Could be either or both. The Edmund Fitzgerald case is actually an example of that, since the exact cause among structural failure, grounding (in part due to wave action) or waves staving in hatch covers, isn’t known. This analysis found it was a combination of downflooding due to waves washing over the deck (in particular a floating log or other flotsam tearing away some ballast tank vents) which then caused a main hull girder structural failure from the combination of ‘normal’ stress due to the large waves exacerbated by hull stress caused by the flooding. http://assets1.csc.com/innovation/downloads/Edmund_Fitzgerald.pdf
Likewise the exact cause of loss of a number of large seagoing bulk carriers in recent decades isn’t certainly known. However those are two fairly different animals. Big ships designed only for Great Lakes trading have much weaker main hull girders than oceangoing ships: the waves on the lakes though they can be high are not as long as ocean waves.
Today I saw a photo of the new Harmony of the Seas cruise ship. The thing is incredibly tall, and looks like a capsize accident waiting for a big wave. How can it possibly have enough ballast below the water line to stay upright, without being so deep that it would scrape the bottom of ports?
Well I don’t know about steel in warships, but certainly in commercial vessels 10mm plate is pretty standard. They rely on shape and beams and so on, not thickness of plate to achieve strength.
Two months on, and it occurs to me that I have a coworker who served on the Enterprise (aircraft carrier, damnit). I asked him, and he gave it as his opinion that it would be possible to capsize the ship under the right circumstances, those being:
[ul][li]A major storm (we’re talking a good-sized hurricane)[/li][li]A more than 15-degree list (see major storm, above)[/li][li]Light on aviation fuel (reducing the ballast considerably and contributing to the list)[/li][li]Hangar doors that were partially or fully open (either because someone didn’t secure them or the waves were strong enough to batter their way in)[/ul][/li]A contributing factor would be if the ship weren’t being steered in the most advantageous way with respect to wave size and wave and wind direction.
So, possible, but very, very unlikely, from the sound of it.
NOTE: Shagnasty said it was hard to roll one past 7 degrees, but my coworker said he was on the Enterprise when it was listing to 15 degrees. No one allowed on deck for that storm!
Correction: He was on the John F. Kennedy, not the Enterprise. The day it listed 15 or so degrees, they were:
“low on fuel oil, low on JP5 avgas, no weapons, no aircraft, double i.e., bailing out of harbor because of a hurricane heading our way. We just got underway to avoid being battered into the quay or run aground if we broke our lines.”
Every ship has a calculated stability role.
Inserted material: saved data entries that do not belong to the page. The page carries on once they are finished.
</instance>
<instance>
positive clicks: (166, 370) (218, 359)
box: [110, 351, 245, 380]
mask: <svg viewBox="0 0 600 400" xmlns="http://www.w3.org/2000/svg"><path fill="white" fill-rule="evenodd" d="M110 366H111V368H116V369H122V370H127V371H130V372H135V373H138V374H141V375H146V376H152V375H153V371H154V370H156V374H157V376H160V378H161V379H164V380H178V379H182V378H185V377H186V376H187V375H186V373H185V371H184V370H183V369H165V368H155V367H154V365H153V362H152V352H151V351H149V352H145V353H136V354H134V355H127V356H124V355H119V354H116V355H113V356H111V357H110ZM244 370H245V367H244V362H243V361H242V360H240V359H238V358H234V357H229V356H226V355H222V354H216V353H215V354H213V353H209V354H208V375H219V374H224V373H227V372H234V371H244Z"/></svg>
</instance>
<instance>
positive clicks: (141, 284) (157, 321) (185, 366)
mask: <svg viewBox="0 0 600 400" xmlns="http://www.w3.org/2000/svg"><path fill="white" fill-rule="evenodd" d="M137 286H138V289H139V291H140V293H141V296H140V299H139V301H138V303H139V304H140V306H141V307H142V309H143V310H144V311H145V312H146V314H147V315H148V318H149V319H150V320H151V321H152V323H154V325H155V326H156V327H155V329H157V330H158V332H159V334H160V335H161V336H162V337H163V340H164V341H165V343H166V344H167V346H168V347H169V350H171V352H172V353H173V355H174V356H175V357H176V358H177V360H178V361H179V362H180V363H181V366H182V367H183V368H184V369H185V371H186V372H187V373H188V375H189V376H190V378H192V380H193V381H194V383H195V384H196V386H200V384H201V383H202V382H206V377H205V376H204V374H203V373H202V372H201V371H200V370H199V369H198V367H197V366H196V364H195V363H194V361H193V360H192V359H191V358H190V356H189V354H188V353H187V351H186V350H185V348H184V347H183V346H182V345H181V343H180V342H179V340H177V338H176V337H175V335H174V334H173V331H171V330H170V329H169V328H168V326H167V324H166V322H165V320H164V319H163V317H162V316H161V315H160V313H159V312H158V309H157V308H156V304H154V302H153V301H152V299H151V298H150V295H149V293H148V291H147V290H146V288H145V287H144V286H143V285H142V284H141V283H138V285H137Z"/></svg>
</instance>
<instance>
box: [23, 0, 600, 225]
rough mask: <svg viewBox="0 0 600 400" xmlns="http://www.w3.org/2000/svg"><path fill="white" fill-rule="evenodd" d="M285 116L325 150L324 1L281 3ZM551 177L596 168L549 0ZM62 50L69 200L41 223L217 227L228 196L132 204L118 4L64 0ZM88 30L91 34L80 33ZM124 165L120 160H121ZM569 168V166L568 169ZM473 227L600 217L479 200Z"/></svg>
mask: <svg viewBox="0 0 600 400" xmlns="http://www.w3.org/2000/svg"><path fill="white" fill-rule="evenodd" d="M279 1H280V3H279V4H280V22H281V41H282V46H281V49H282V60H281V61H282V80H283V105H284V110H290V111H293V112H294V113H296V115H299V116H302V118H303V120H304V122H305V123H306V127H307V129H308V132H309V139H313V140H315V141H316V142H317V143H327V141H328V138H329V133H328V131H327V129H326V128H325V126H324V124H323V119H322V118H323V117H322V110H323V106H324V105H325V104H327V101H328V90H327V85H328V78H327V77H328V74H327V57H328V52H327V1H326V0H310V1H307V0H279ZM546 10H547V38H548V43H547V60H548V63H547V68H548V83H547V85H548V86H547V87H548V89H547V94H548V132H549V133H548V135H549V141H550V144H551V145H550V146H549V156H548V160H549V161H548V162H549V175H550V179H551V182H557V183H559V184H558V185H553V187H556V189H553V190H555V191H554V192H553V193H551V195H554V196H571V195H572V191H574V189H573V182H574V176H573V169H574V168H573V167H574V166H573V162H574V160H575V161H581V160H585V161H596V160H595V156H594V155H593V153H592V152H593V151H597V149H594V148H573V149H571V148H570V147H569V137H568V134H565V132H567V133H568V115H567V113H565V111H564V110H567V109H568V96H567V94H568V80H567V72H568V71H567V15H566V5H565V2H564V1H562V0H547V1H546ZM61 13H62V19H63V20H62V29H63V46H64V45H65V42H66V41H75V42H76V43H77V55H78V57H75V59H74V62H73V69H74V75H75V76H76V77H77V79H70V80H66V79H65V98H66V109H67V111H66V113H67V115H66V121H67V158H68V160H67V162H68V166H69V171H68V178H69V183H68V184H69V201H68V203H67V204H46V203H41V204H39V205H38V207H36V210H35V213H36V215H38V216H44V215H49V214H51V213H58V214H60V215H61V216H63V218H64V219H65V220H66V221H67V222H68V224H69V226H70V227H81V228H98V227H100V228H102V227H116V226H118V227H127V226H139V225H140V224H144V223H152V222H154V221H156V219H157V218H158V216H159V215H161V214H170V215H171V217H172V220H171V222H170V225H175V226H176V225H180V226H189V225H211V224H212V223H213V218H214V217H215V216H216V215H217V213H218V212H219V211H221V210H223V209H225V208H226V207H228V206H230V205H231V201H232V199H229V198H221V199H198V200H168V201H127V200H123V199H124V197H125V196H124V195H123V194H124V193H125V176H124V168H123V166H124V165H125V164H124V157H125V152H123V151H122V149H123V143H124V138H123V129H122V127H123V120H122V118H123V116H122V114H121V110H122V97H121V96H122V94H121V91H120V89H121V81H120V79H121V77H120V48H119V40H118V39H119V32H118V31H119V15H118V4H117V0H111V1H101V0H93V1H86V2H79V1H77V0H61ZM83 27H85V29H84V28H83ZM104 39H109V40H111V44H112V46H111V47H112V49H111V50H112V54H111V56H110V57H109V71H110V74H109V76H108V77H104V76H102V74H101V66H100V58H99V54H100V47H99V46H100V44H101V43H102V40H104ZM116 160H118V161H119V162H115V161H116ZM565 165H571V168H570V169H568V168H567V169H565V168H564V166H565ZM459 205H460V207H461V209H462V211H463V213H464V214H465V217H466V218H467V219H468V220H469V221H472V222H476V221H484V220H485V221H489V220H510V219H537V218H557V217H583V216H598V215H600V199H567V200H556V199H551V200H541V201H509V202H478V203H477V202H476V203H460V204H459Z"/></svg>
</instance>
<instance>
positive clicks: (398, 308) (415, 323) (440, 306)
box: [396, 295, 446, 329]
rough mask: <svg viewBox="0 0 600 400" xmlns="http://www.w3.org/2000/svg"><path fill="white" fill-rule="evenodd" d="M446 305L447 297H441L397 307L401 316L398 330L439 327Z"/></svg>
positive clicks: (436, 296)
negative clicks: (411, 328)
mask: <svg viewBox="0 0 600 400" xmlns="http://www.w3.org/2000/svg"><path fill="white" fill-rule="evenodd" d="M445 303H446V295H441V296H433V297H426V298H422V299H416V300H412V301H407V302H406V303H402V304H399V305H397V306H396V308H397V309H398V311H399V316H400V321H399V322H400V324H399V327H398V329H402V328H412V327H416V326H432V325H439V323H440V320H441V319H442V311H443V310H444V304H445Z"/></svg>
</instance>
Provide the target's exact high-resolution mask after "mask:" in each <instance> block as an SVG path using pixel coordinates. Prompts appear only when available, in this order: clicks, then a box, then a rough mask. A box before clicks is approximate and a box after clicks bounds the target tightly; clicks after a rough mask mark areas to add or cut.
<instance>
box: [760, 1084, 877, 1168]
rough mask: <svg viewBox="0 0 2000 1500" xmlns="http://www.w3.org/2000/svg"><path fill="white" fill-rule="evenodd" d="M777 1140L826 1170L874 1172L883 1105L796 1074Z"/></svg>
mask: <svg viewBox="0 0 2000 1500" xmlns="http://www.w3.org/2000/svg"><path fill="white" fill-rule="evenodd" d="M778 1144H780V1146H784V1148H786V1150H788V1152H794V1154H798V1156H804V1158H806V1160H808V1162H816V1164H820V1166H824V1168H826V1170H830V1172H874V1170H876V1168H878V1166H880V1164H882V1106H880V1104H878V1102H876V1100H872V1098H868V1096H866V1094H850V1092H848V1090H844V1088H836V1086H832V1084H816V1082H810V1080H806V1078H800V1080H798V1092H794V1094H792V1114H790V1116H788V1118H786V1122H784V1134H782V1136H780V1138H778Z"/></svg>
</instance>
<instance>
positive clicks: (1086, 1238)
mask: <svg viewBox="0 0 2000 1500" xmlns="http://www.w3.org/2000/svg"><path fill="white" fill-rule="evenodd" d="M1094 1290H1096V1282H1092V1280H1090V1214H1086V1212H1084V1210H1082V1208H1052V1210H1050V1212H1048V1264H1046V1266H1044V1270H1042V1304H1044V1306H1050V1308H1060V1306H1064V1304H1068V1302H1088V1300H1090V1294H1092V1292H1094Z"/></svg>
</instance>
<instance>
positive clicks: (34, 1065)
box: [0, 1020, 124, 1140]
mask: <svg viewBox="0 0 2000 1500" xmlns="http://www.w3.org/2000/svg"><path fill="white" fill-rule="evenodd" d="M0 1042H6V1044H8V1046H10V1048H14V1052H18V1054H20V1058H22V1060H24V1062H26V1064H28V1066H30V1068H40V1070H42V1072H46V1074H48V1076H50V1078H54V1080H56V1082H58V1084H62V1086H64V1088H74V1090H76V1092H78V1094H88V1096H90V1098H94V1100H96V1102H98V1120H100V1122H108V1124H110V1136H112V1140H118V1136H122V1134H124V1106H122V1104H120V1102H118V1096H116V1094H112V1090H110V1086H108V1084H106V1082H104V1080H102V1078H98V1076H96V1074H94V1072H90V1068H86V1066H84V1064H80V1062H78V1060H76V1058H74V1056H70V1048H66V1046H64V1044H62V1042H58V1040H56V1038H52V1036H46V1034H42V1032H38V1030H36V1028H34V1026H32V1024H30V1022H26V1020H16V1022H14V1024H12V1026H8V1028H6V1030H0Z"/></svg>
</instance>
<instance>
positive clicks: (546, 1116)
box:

That is how many degrees the ship can roll and it will return. Beyond that point the it can be questionable. I was on a ship that’s stability roll was 30 degrees and we were rolling on some many waves over 48degrees. Just to reach the stability roll of a carrier would take extream weather conditions that I have a hard time imagining, to exceed I don’t think will happen
The fact that so many scientists disputed freak waves, which apparently aren’t all that rare, because their limited math models didn’t support them is terribly sad.
Why don’t the other ships just coast in the aircraft carrier’s wake? I remember drafting behind larger ships to avoid the wake from cruise ships and freighters.
I can’t say for certain. Maybe some of them do sometimes but the support ships don’t usually stay very close to the carrier at all. The whole convoy is usually spread out over a huge area.
If you want to see what happens to a smaller (but still huge) warship in very rough seas, check out this short video. It is nothing like the aircraft carrier video and certainly not something I would want any part of. It still doesn’t capsize though.
In a previous post “Morgyn” mentioned jet fuel and ballast. Definitely an issue considering a Nimitz Class carrier carries just short of 4M gallons. And w/regard to its importance, don’t have to look any further back to 1944 when Bull Halsey attempted to refuel his fleet in a typhoon. Cost the Navy three ships and several hundred sailors.
I come up with ~1000 kg (1 tonne). How’d you get 7.5 tonnes?